Historical population
| Census | Pop. | Note | %± |
| 1920 | 263 |  | — |
| 1930 | 276 |  | 4.9% |
| 1940 | 239 |  | −13.4% |
| 1950 | 223 |  | −6.7% |
| 1960 | 192 |  | −13.9% |
| 1970 | 164 |  | −14.6% |
| 1980 | 213 |  | 29.9% |
| 1990 | 183 |  | −14.1% |
| 2000 | 124 |  | −32.2% |
| 2010 | 124 |  | 0.0% |
| 2020 | 89 |  | −28.2% |
U.S. Decennial Census

===2010 census===
As of the census of 2010, there were 124 people, 52 households, and 29 families residing in the city. The population density was 885.7 PD/sqmi. There were 70 housing units at an average density of 500.0 /sqmi. The racial makeup of the city was 100.0% White. Hispanic or Latino of any race were 5.6% of the population.

There were 52 households, of which 30.8% had children under the age of 18 living with them, 46.2% were married couples living together, 7.7% had a female householder with no husband present, 1.9% had a male householder with no wife present, and 44.2% were non-families. 44.2% of all households were made up of individuals, and 25% had someone living alone who was 65 years of age or older. The average household size was 2.38 and the average family size was 3.48.

The median age in the city was 31 years. 34.7% of residents were under the age of 18; 8.9% were between the ages of 18 and 24; 19.3% were from 25 to 44; 24.3% were from 45 to 64; and 12.9% were 65 years of age or older. The gender makeup of the city was 50.0% male and 50.0% female.

===2000 census===
As of the census of 2000, there were 124 people, 57 households, and 40 families residing in the city. The population density was 921.6 PD/sqmi. There were 76 housing units at an average density of 564.9 /sqmi. The racial makeup of the city was 100.00% White.

There were 57 households, out of which 14.0% had children under the age of 18 living with them, 66.7% were married couples living together, 1.8% had a female householder with no husband present, and 29.8% were non-families. 28.1% of all households were made up of individuals, and 14.0% had someone living alone who was 65 years of age or older. The average household size was 2.18 and the average family size was 2.60.

In the city, the population was spread out, with 13.7% under the age of 18, 8.1% from 18 to 24, 23.4% from 25 to 44, 35.5% from 45 to 64, and 19.4% who were 65 years of age or older. The median age was 47 years. For every 100 females, there were 87.9 males.
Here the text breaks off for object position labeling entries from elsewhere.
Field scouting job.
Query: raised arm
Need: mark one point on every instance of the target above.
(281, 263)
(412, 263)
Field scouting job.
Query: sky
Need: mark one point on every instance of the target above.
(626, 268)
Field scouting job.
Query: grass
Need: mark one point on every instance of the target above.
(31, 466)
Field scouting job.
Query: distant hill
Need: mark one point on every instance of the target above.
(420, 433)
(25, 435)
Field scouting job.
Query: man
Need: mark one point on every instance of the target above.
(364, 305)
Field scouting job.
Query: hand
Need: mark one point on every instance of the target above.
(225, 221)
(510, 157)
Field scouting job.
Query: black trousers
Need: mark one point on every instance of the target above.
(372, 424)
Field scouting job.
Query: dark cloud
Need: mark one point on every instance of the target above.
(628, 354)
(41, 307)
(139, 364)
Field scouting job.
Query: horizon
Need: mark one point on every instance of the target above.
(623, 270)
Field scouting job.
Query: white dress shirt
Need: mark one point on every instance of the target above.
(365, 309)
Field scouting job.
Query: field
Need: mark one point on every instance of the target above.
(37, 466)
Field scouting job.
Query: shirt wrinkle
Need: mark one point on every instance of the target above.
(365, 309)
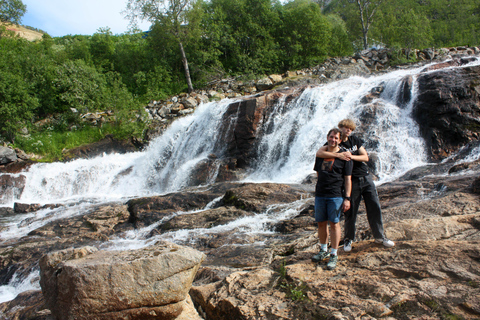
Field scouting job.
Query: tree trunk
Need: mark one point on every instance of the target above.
(185, 66)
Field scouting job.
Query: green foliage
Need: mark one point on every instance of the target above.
(220, 38)
(405, 28)
(12, 10)
(243, 31)
(17, 104)
(50, 143)
(295, 292)
(306, 34)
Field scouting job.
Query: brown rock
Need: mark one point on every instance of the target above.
(148, 283)
(448, 109)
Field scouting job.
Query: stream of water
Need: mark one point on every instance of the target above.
(291, 136)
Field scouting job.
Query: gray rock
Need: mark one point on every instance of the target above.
(7, 155)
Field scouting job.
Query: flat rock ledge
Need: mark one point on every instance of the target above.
(149, 283)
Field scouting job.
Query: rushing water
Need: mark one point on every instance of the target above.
(286, 148)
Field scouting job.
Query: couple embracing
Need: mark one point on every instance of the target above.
(343, 179)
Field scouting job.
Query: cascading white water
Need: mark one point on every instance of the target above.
(164, 166)
(286, 148)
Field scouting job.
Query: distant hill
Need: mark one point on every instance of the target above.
(24, 32)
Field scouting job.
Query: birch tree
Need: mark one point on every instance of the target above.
(172, 14)
(367, 10)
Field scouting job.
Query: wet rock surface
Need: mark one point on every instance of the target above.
(432, 213)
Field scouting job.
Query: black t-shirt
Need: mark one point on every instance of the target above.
(353, 144)
(331, 174)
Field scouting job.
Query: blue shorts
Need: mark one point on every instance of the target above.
(328, 209)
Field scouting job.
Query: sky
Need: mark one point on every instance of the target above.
(85, 17)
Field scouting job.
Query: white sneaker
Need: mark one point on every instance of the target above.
(387, 243)
(347, 245)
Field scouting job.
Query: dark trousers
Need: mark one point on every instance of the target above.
(364, 187)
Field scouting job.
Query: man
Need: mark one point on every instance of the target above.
(362, 186)
(334, 175)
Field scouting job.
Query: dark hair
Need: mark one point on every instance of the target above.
(336, 130)
(347, 123)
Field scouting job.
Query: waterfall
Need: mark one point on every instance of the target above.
(294, 132)
(286, 144)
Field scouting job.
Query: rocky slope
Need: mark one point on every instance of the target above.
(432, 213)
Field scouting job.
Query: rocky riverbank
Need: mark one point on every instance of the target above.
(432, 213)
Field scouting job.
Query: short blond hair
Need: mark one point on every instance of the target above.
(347, 123)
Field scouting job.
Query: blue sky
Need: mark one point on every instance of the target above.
(62, 17)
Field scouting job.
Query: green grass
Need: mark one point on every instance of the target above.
(51, 144)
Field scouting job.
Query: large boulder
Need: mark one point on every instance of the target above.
(7, 155)
(150, 283)
(11, 187)
(448, 109)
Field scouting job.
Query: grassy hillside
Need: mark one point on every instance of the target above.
(23, 32)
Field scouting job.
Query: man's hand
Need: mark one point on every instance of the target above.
(347, 156)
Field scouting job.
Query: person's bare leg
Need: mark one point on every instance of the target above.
(323, 232)
(335, 231)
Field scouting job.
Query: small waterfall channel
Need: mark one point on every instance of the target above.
(287, 144)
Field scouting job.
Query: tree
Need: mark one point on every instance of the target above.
(306, 34)
(367, 10)
(12, 11)
(172, 14)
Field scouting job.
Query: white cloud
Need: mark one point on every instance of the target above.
(61, 17)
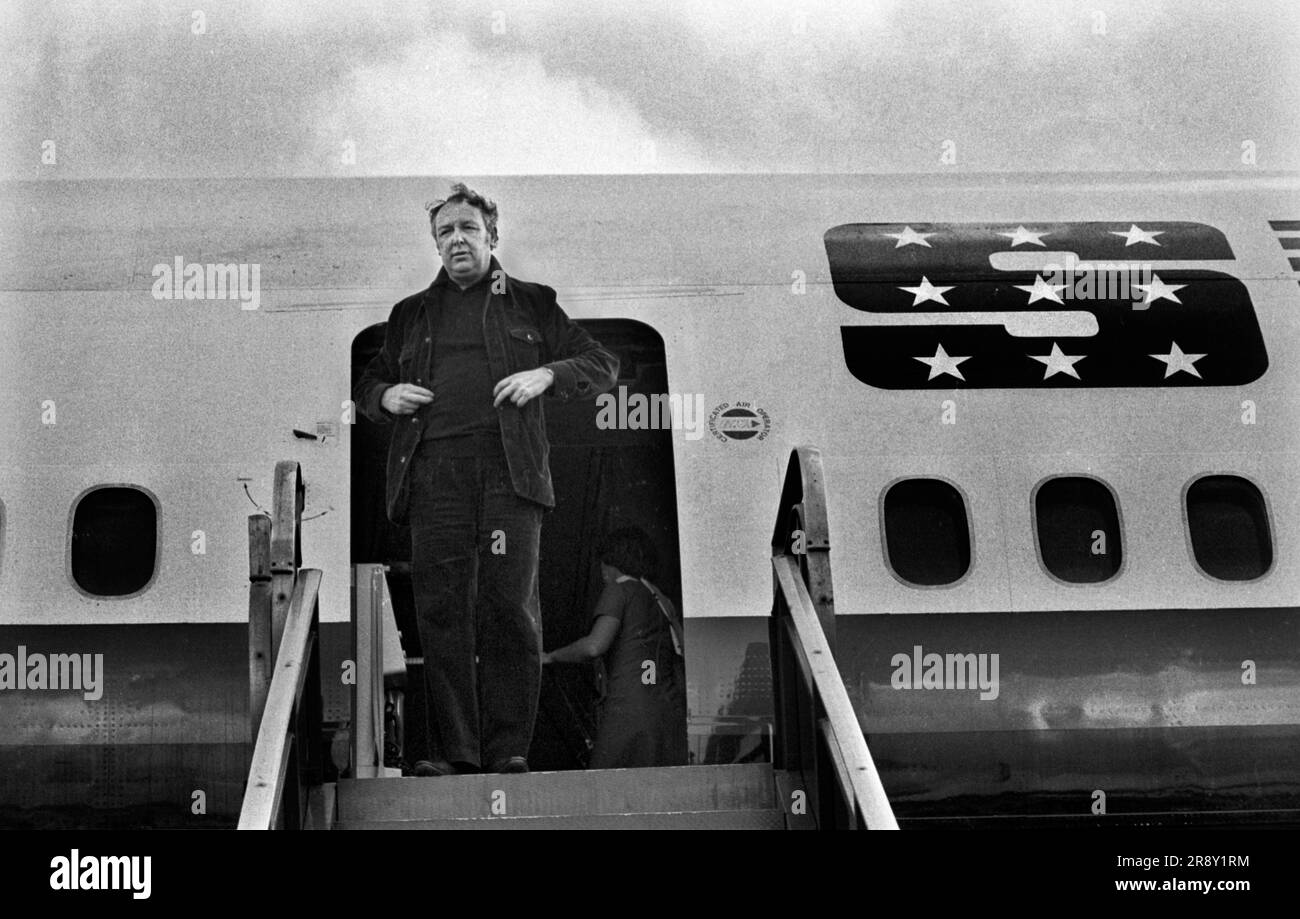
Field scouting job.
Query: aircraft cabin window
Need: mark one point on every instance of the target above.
(927, 533)
(115, 541)
(1078, 529)
(1229, 527)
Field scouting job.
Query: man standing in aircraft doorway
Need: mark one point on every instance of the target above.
(460, 372)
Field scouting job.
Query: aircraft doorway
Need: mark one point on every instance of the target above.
(603, 480)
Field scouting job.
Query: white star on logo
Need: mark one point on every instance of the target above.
(1135, 234)
(1175, 360)
(909, 237)
(1041, 290)
(1157, 290)
(1023, 235)
(927, 291)
(1058, 362)
(941, 363)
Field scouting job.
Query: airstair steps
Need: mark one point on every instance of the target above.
(688, 797)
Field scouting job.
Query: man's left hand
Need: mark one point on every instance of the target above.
(523, 386)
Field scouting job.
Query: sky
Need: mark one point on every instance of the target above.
(475, 87)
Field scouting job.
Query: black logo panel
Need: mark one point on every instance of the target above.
(1155, 326)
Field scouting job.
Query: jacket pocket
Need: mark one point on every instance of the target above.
(525, 347)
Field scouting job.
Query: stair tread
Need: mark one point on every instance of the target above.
(684, 789)
(735, 819)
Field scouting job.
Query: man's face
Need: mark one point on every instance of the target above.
(463, 242)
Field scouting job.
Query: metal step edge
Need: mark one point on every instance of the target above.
(768, 819)
(614, 792)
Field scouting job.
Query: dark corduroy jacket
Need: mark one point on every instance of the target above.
(524, 328)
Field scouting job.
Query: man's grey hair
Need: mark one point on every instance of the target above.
(463, 193)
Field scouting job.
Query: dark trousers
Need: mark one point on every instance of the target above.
(473, 568)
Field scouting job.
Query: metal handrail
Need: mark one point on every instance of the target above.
(285, 750)
(819, 740)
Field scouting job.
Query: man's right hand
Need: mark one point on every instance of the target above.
(404, 398)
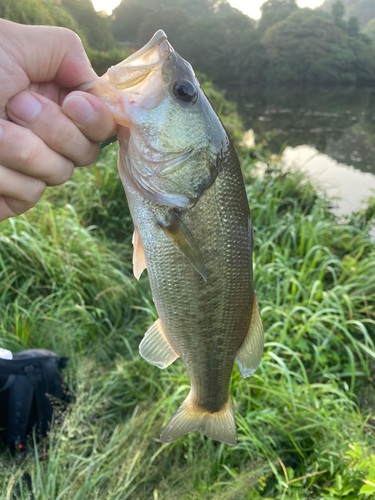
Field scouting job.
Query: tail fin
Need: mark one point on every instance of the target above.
(219, 426)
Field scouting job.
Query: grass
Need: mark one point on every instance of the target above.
(305, 419)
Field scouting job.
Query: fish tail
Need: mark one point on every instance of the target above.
(219, 425)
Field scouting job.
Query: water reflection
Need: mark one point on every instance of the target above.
(327, 132)
(349, 185)
(338, 121)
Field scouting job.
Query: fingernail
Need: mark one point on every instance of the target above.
(78, 109)
(24, 106)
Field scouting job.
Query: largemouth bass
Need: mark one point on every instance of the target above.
(193, 231)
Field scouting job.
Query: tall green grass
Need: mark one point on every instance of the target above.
(305, 418)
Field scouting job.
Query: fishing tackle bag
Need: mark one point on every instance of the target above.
(29, 383)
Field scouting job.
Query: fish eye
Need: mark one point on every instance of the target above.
(185, 91)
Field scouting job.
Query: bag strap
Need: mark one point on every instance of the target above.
(8, 384)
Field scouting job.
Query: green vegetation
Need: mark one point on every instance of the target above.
(289, 44)
(364, 10)
(77, 15)
(305, 419)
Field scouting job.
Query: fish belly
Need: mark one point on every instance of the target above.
(205, 321)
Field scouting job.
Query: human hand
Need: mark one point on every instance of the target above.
(44, 129)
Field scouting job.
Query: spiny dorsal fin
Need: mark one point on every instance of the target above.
(139, 261)
(251, 350)
(155, 347)
(182, 238)
(219, 426)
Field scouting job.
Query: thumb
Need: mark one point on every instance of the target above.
(47, 53)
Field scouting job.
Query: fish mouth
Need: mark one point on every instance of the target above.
(142, 64)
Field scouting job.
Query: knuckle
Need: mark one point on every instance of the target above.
(27, 152)
(91, 155)
(72, 39)
(37, 191)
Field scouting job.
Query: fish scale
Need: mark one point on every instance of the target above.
(193, 232)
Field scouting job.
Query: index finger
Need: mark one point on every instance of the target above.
(48, 53)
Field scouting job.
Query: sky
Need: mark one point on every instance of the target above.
(249, 7)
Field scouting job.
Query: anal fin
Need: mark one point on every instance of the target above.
(155, 347)
(219, 425)
(139, 261)
(250, 353)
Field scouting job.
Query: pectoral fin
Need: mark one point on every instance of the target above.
(182, 238)
(155, 347)
(251, 350)
(139, 261)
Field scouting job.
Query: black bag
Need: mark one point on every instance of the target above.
(26, 384)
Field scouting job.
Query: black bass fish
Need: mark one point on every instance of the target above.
(193, 231)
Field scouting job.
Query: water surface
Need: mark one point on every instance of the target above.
(327, 132)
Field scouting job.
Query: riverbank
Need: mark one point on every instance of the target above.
(308, 412)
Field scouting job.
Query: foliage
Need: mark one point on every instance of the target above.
(169, 20)
(94, 26)
(48, 12)
(364, 10)
(67, 285)
(274, 11)
(318, 51)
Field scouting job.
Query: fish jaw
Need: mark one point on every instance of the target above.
(135, 82)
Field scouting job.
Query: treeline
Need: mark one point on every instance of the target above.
(288, 44)
(77, 15)
(364, 10)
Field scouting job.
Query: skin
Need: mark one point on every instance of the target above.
(45, 128)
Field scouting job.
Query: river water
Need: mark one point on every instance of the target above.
(327, 132)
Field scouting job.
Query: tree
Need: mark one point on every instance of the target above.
(274, 11)
(226, 48)
(337, 12)
(309, 47)
(93, 25)
(126, 19)
(169, 20)
(353, 27)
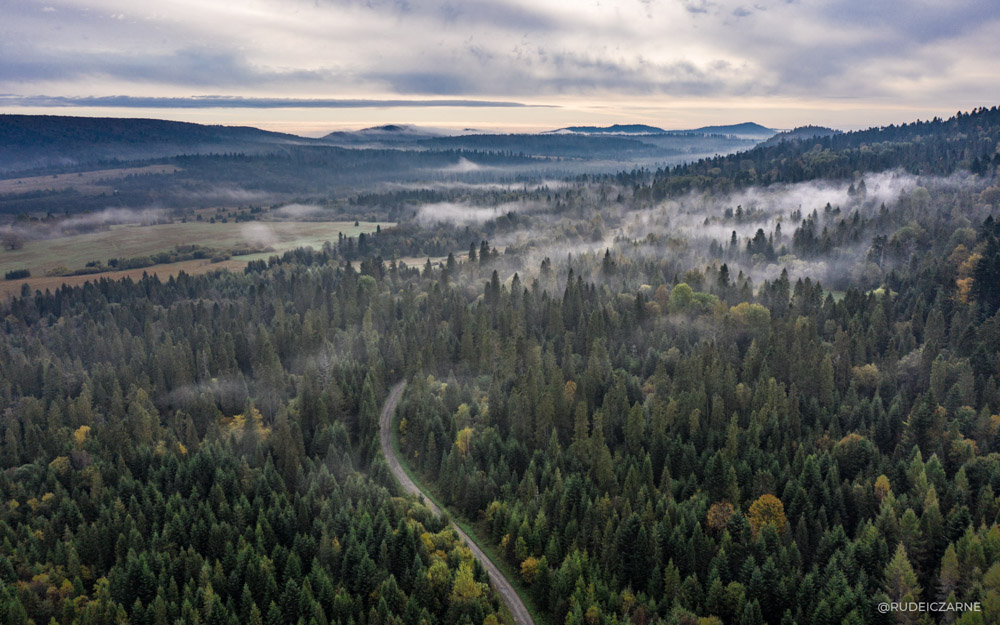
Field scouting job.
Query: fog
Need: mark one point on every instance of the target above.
(299, 211)
(462, 213)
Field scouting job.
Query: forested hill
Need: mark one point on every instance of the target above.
(939, 147)
(43, 140)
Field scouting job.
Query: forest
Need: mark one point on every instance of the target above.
(756, 389)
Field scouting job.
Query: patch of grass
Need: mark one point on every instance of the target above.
(467, 526)
(133, 241)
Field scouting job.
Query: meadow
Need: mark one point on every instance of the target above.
(73, 252)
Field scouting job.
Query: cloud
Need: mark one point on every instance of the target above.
(198, 102)
(340, 52)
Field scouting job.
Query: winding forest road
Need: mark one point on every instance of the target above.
(500, 583)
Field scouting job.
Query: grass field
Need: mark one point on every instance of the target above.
(87, 183)
(130, 241)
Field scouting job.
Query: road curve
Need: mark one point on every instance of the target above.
(500, 583)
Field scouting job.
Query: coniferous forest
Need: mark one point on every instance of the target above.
(755, 389)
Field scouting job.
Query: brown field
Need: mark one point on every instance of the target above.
(130, 241)
(87, 183)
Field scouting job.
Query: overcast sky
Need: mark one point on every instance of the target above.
(312, 65)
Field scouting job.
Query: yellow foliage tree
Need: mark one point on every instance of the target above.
(80, 435)
(529, 568)
(463, 439)
(882, 487)
(718, 515)
(767, 510)
(466, 588)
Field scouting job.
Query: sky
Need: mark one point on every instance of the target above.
(312, 66)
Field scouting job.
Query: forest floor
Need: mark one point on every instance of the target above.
(502, 585)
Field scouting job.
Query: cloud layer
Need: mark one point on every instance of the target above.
(321, 52)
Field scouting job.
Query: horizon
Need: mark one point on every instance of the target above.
(318, 128)
(501, 65)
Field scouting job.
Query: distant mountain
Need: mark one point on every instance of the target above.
(616, 129)
(746, 129)
(801, 133)
(37, 141)
(389, 133)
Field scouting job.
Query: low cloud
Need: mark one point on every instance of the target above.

For every 100 females age 18 and over, there were 87.7 males.

The median income for a household in the city was $24,688, and the median income for a family was $32,917. Males had a median income of $26,875 versus $22,083 for females. The per capita income for the city was $12,357. There were 12.5% of families and 17.1% of the population living below the poverty line, including 41.7% of under eighteens and 21.2% of those over 64.

==Education==
The community is served by Skyline USD 438 public school district. Students attend schools located two miles west of Pratt.

Sawyer High School was closed through school unification. The Sawyer High School mascot was Eagles.

==Transportation==
The Atchison, Topeka and Santa Fe Railway formerly provided passenger rail service to Sawyer on a line between Wichita and Englewood. Dedicated passenger service was provided until at least 1958, while mixed trains continued until at least 1961. As of 2025, the nearest passenger rail station is located in Hutchinson, where Amtrak's Southwest Chief stops once daily on a route from Chicago to Los Angeles.